エピローグ


これからは ずっと一緒だね
いつだって 傍にいるんだから
冷たい雨が降りしきる日は 柔らかく身を寄せ合って
陽光の恵みが降り注ぐ日は 精一杯に楽しんで
時と記憶を共有しながら 想いと絆を紡いでいく

深くて冷たい夜の闇も 冷たく濡れる朝露も
ボクはもう 怖くない
どこまでだって追いかけるから 風が導きをくれるから
ボクとキミは 誰よりも強い運命で繋がっているんだから



 日溜まりの匂いがする。丘から草原を吹き降ろしてくる風は心地よく髪を撫で、キミの
匂いを運んでくれる。いつからだろう、夏の風がこんなにもいとおしく感じられるように
なったのは。

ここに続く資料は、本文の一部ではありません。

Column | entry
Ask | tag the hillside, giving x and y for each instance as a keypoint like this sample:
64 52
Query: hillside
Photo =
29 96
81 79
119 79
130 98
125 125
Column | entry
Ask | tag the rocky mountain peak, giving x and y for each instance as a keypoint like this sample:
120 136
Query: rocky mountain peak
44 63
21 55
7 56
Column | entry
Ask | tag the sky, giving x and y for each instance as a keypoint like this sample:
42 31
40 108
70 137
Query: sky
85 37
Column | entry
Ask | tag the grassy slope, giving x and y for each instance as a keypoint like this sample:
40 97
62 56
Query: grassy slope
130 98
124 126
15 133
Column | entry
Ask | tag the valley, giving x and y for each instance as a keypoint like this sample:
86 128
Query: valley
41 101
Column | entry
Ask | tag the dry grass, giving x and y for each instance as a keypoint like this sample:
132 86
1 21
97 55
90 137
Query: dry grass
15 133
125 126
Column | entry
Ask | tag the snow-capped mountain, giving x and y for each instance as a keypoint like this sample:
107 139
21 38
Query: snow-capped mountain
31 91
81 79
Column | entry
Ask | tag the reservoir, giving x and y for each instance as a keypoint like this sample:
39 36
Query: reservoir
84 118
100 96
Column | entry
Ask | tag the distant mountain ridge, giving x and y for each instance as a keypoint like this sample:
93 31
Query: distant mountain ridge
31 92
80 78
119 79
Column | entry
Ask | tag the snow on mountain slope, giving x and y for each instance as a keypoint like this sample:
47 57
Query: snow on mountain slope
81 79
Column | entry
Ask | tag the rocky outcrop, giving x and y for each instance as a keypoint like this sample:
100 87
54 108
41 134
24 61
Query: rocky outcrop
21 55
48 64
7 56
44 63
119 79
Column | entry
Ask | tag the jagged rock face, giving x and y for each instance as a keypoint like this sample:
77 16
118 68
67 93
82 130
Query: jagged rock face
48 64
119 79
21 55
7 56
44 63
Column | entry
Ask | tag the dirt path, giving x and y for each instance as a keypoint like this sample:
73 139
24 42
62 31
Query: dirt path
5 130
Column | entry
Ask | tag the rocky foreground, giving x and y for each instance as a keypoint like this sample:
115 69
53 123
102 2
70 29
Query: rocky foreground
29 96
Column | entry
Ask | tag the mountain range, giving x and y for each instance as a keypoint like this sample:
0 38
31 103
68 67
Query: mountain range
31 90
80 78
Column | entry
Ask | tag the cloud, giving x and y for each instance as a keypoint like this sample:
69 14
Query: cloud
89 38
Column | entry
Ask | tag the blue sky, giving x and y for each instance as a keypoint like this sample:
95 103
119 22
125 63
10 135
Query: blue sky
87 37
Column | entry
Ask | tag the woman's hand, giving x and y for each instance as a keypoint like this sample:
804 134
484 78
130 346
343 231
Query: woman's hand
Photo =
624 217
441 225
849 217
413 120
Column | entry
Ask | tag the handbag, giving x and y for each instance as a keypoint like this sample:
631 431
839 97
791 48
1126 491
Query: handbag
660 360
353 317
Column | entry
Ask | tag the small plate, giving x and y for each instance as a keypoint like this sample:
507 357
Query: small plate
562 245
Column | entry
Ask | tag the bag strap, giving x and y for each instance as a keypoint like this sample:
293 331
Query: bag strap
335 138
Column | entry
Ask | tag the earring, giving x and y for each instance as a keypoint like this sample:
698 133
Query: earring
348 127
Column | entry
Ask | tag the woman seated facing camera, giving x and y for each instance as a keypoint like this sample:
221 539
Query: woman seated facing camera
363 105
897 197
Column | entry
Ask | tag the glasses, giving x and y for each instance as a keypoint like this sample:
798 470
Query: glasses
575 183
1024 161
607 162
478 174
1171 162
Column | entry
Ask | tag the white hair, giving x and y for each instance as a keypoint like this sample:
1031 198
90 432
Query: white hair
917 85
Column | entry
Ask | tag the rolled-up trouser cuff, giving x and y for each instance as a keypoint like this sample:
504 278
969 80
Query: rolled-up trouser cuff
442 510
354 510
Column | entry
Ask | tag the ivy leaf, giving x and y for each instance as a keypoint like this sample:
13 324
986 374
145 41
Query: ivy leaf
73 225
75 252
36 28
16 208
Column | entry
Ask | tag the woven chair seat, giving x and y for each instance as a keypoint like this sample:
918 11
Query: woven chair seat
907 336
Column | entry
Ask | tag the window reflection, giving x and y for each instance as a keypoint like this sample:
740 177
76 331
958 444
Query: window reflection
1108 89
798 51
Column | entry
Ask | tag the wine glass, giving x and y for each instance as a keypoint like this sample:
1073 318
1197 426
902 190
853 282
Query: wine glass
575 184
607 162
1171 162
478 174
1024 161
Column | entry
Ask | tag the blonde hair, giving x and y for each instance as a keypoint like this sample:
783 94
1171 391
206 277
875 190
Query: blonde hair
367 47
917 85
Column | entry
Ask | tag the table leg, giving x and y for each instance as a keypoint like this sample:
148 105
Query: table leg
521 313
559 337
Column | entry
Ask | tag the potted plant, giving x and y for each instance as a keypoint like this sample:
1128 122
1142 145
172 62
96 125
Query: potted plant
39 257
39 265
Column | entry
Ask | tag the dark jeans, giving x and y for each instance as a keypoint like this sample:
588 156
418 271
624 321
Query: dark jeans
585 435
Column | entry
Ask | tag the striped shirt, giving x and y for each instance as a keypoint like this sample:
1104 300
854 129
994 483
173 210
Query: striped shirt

こんなにも、世界が輝きだしたのは。
 優佳と一緒に寝転んで空を見上げながら、ボクは微風に吹かれていた。遥か遠くの風の
行方はボクにも知ることはできないけれど、つかみどころの無い雲を後押しして、鳥達の
影を遥か先へと導いていく。風の力は、やがては世界そのものをゆっくりと変えていく。
それはなんだか、人の想いに似ていると思った。
 ふと隣に目を向けると、お兄ちゃんは、かすかに瞼を開いてまどろんでいる。ずいぶん
長い間入院していたから身体は細くなっちゃってるけれど、それ以上に大人びて頼もしく
なったと思う。でも、そんなのって当たり前だよね。何たって、このボクが選んでずっと
追いかけ続けていた人なんだから。
 静かに笑みを浮かべながらお兄ちゃんの寝顔をひとり占めしていると、お兄ちゃんも、
そんなボクの様子に気付いてこっちを向く。少し頬を赤らめたって、もう遅いんだからね。
軽く伸びをして目を覚ますと、また、いつものように声を聞かせてくれる。

「それにしても、今思っても夢みたいな話だよな」
「また? その話なら、もう聞きあきちゃったよぉ。『俺の目の前に座っているつむじ風
みたいな妹が、実は『異世界にいたお姫様』だったなんて・・・』でしょ」

 ボクは、ルティルの事だったら半年以上も前から知っていた――思い出していたんだよ。
突然ボクの心の中に現れてきた、もう1人のボク。ボクの知らない大切な事を――ボクの
知らなかった出会いとか、優季さんや流香さんのこととか、知らない世界の出来事とかを
数え切れないほど教えてくれた。そして、ずっと一緒に優佳のことを待っていたんだから。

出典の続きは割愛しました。